Не было недостатка в похвалах и самому королю Карлу IX — известно, какими искусными ораторами были гугеноты. В эти речи ловко вплетались и намеки на прошедшее, и пожелания на будущее. Но Карл IX с хитрой улыбкой на бледных губах давал на подобные намеки один ответ:
— Отдавая Генриху Наваррскому свою сестру, я отдаю в ее лице и свое сердце всем гугенотам моего королевства.

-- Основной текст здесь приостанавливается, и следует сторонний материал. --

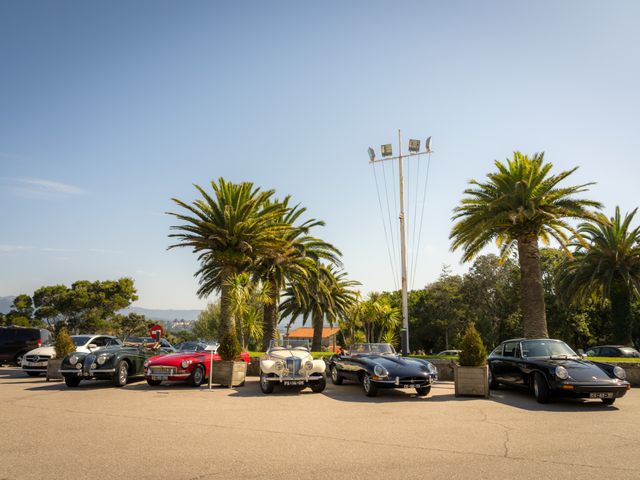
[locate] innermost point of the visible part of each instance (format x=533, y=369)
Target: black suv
x=16, y=341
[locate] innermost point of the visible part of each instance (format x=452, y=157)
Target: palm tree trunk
x=531, y=289
x=270, y=318
x=318, y=323
x=621, y=311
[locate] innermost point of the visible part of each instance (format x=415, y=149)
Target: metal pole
x=404, y=333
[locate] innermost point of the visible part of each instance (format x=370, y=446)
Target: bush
x=473, y=352
x=229, y=347
x=63, y=343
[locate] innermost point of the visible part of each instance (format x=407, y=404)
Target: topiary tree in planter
x=471, y=375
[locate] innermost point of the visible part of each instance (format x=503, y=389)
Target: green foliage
x=62, y=342
x=229, y=347
x=473, y=352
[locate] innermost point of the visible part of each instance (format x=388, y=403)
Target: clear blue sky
x=109, y=109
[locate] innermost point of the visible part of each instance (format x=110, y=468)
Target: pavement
x=49, y=431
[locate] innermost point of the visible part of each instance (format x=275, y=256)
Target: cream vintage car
x=289, y=363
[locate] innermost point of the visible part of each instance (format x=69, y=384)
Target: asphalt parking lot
x=175, y=432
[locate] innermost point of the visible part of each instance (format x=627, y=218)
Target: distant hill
x=5, y=304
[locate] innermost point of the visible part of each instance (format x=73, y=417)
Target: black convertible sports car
x=550, y=367
x=377, y=365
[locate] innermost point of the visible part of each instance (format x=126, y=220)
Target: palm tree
x=297, y=257
x=516, y=206
x=229, y=231
x=606, y=263
x=324, y=293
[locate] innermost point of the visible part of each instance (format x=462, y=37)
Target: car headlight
x=561, y=373
x=620, y=373
x=380, y=371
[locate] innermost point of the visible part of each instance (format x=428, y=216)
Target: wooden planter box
x=53, y=369
x=229, y=374
x=472, y=381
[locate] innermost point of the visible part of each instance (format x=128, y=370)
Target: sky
x=110, y=109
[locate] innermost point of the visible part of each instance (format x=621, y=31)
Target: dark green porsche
x=117, y=363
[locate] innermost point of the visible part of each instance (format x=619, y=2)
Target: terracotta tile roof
x=307, y=332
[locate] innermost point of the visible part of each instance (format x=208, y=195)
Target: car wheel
x=18, y=359
x=493, y=383
x=319, y=385
x=336, y=378
x=540, y=388
x=265, y=385
x=72, y=381
x=423, y=391
x=370, y=388
x=122, y=374
x=197, y=376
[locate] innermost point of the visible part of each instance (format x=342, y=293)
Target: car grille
x=159, y=370
x=89, y=360
x=293, y=365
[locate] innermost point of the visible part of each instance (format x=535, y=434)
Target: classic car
x=117, y=363
x=613, y=351
x=184, y=366
x=377, y=365
x=289, y=363
x=35, y=362
x=550, y=367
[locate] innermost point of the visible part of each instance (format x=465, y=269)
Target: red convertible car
x=191, y=367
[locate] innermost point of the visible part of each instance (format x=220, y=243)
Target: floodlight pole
x=404, y=332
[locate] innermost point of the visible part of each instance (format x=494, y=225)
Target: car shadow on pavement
x=515, y=397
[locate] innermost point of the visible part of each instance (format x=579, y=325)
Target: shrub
x=229, y=347
x=63, y=343
x=473, y=352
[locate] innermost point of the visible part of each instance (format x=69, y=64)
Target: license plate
x=601, y=395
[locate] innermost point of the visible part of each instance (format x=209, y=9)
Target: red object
x=156, y=331
x=175, y=360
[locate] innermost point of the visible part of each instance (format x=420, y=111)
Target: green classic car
x=117, y=363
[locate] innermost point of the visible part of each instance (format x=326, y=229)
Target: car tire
x=336, y=378
x=265, y=385
x=370, y=388
x=423, y=391
x=197, y=376
x=319, y=385
x=72, y=381
x=493, y=383
x=121, y=376
x=540, y=388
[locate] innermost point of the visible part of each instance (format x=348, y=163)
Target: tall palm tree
x=518, y=205
x=606, y=263
x=325, y=293
x=228, y=231
x=297, y=257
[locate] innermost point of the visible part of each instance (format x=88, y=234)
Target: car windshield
x=372, y=348
x=80, y=340
x=547, y=348
x=289, y=344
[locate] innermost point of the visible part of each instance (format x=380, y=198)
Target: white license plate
x=601, y=395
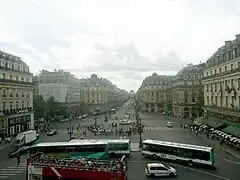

На некоторых такой ответ действовал успокоительно, у других вызывал улыбку из-за двусмысленного толкования: первого — как отеческого отношения короля ко всему народу, но Карл IX сознательно не собирался придавать своей мысли такую широту; и другого — обидного для новобрачной, для ее мужа, да и для самого Карла, поскольку его слова невольно вызывали в памяти глухие сплетни, которыми дворцовая хроника успела еще раньше испачкать брачные одежды Маргариты Валуа.
Как мы уже сказали, герцог Гиз беседовал с Телиньи, но беседа не занимала все его внимание: время от времени он оборачивался и бросал взгляд на группу дам, в центре которой блистала Маргарита Валуа. И всякий раз, когда взгляд наваррской королевы встречался со взглядом молодого герцога, тень набегала на ее красивый лоб, обрамленный, как ореолом, трепетным сверканием алмазных звезд, и во всей ее манере держать себя, выражавшей нетерпение и беспокойство, проглядывало желание что-то предпринять.
Старшая сестра ее, принцесса Клод, недавно вышедшая замуж за герцога Лотарингского, заметила тревожное настроение Маргариты и стала продвигаться к ней, чтобы узнать его причину, но в это время все гости расступились, давая дорогу королеве-матери, входившей под руку с молодым принцем Конде, и оттеснили принцессу Клод далеко от сестры. Герцог Гиз воспользовался движением толпы, чтобы подойти поближе к герцогине Неверской, своей невестке, а заодно и к Маргарите. В ту же минуту герцогиня Лотарингская, не терявшая сестру из виду, заметила, как тень тревоги на ее челе сразу исчезла, а щеки ярко вспыхнули румянцем. Когда же герцог, продвигаясь сквозь толпу, наконец оказался в двух шагах от Маргариты, она, еще не видя его, но почувствовав его приближение, большим усилием воли придала своему лицу выражение беспечного спокойствия и повернулась к герцогу.
Герцог почтительно приветствовал ее и, низко кланяясь, тихо сказал по-латыни:
— Ipse attuli, — что означало: «Я принес», или: «Я сам принес».
Маргарита сделала реверанс и, поднимаясь, ответила тоже по-латыни:
— Noctu pro more, — что означало: «Этой ночью, как всегда».
Эти слова, подхваченные ее плоеным, очень широким и тугим воротником, как воронкой рупора, не были услышаны никем, кроме того, кому они предназначались. Но несмотря на краткость разговора, все важное для них обоих было сказано, судя по тому, что, обменявшись этими словами, они расстались: Маргарита — с мечтательным выражением лица, а герцог — повеселевший. Но тот, кому бы следовало заинтересоваться происходящей сценой больше всех, то есть король Наваррский, не обратил на нее ни малейшего внимания — глаза его уже ничего не видели, кроме одной женщины, собравшей вокруг себя почти такой же многочисленный кружок, как Маргарита Валуа. Этой женщиной была красавица баронесса де Сов.